Friday, June 01, 2012

The Executioner’s Opera




The New York Times details how the United States decides to execute someone deemed a threat to our security. The decision is made in the White House, in secret, and the president has final say. There is no legal due process, presentation of evidence or questioning of witnesses, though the administration claims to be painstaking in its analysis.

Then the drones are launched, in Yemen, Libya or the frontier between Pakistan and Afghanistan, against a single “militant” or group of “militants”, a surgical strike from the air, controlled by people thousands of miles away.

We are assured Herculean efforts are made to avoid civilian casualties in this program of targeted assassination, but miscues happen and innocents are killed, incinerated, blown to bits – women, children, elderly – whoever happens to be in the wrong place at the right time. If our government issues any apology at all, it is only grudgingly, after many denials. We are at war, after all, and remorse is voluntary.

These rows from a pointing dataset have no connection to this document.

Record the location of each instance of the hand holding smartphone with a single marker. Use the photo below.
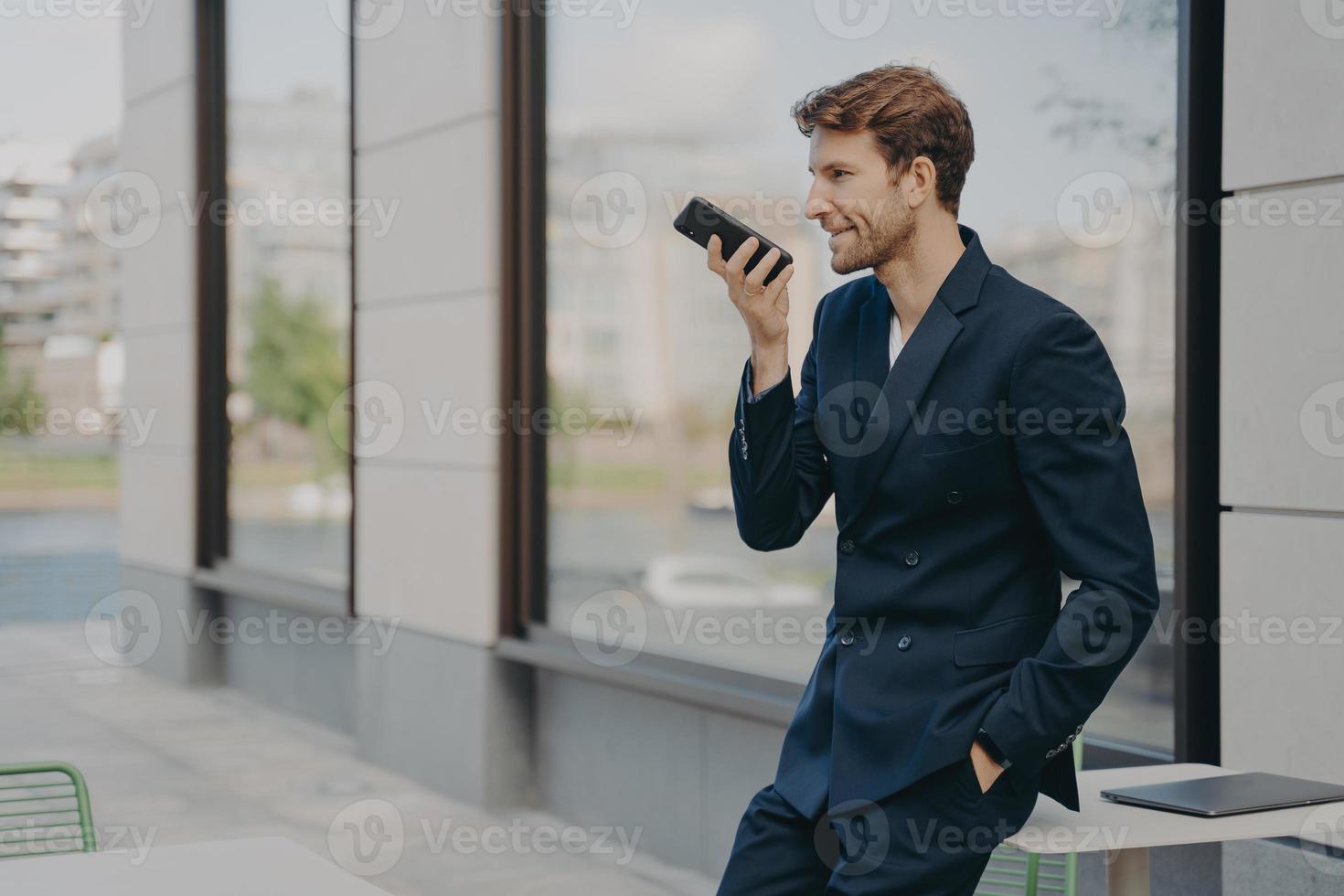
(757, 274)
(702, 219)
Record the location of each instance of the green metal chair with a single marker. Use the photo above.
(43, 810)
(1012, 872)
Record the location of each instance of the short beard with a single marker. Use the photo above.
(891, 237)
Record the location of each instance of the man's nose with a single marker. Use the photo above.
(817, 206)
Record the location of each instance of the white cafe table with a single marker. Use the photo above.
(1126, 833)
(263, 867)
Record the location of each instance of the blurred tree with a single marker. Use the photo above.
(22, 407)
(297, 368)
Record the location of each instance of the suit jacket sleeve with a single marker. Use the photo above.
(1078, 469)
(778, 469)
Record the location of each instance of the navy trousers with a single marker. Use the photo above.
(932, 838)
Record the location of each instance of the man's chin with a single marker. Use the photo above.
(847, 262)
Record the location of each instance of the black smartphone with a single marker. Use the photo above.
(702, 219)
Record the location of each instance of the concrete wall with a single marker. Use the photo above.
(159, 293)
(1283, 372)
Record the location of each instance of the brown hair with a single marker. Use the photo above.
(910, 112)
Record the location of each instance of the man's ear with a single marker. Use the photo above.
(921, 180)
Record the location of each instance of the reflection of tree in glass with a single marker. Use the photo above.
(20, 403)
(296, 368)
(1148, 136)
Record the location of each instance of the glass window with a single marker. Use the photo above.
(1074, 168)
(289, 291)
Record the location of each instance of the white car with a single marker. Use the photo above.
(705, 581)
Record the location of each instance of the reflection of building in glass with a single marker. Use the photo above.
(645, 324)
(286, 156)
(1126, 292)
(58, 285)
(289, 316)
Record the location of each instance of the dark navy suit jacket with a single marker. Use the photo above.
(986, 463)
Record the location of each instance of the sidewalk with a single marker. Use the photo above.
(168, 764)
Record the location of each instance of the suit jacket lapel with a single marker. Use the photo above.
(901, 392)
(872, 354)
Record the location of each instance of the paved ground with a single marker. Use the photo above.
(168, 764)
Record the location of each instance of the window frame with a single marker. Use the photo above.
(215, 570)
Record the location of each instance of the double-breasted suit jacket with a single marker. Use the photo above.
(986, 463)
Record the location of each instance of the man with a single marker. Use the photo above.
(969, 427)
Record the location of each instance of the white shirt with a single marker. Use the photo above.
(897, 343)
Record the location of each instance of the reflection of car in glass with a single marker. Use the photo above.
(702, 581)
(718, 498)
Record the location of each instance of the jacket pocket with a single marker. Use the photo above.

Reading the New York Times story reminds me of Blood Meridian, the novel by Cormac McCarthy, about the scalp hunters who rode with Glanton and the Judge, murdering Apaches and Mexicans with no consequence and no burden on their conscience. Glanton’s men killed at close range and were often splattered with their victims’ blood, shards of bone, or strands of viscera. In that era, killing was intimate and messy.

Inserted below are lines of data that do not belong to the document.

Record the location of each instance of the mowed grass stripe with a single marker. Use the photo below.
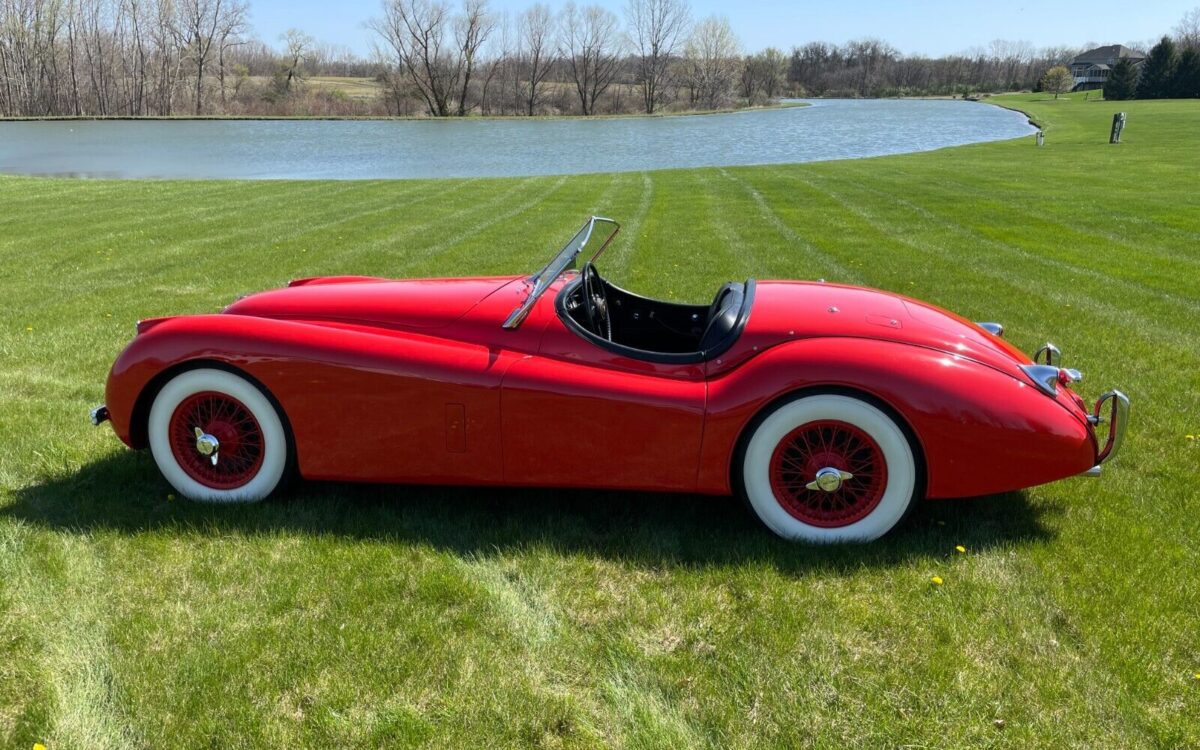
(1074, 246)
(983, 264)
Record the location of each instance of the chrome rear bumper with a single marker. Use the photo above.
(1117, 418)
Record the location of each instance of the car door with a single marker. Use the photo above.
(576, 414)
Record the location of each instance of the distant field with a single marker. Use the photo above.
(347, 616)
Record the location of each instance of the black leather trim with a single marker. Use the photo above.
(661, 358)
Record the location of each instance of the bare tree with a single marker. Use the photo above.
(765, 75)
(713, 60)
(202, 23)
(415, 31)
(591, 48)
(418, 37)
(535, 29)
(473, 29)
(297, 48)
(655, 29)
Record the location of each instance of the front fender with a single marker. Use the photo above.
(981, 431)
(163, 345)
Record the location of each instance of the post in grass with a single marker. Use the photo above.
(1117, 126)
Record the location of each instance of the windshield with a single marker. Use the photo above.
(598, 232)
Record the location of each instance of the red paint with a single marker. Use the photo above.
(417, 382)
(828, 444)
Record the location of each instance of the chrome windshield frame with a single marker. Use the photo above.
(563, 261)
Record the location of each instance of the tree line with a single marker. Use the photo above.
(1171, 70)
(456, 58)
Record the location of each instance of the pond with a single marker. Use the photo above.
(369, 149)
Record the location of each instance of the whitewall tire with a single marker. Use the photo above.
(205, 414)
(828, 468)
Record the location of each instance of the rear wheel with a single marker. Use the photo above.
(829, 468)
(216, 437)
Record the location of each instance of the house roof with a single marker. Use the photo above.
(1103, 54)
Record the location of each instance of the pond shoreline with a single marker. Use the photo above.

We have evolved neater methods.

Obama the constitutional scholar and Nobel Peace Prize winner arrogates to himself the powers of an absolute monarch, life and death, guilt or innocence, friend or enemy. At home the monarch spies on his subjects and abroad murders those he deems a threat, real or only potential, even American citizens. Only Obama knows the difference between a militant and a terrorist.

What if the leaders of France or Germany or Sweden decided that they too must assassinate potential enemies in order to safeguard their people? Would the US allow it? Unlikely. The US would demand strict observance of international law and the will of the United Nations, a process to prevent civilian casualties. Other than the US itself, only Israel is allowed to kill with impunity.

The hypocrisy is astounding.

No public outcry follows the Times story, no debate, no doubt, the dual wings of our single political party stand in solidarity. The attacks on 9/11 were terrible, barbaric, the work of the criminally insane, but our response to 9/11 has been as lethal to our civil liberties and moral standing as the attacks themselves. We kidnap and indefinitely detain, we kidnap and torture, we assassinate. The bulwarks and levees of law constructed to curb the abuse of power by our government lay breached.

We have become as barbaric and insane as those who attacked us.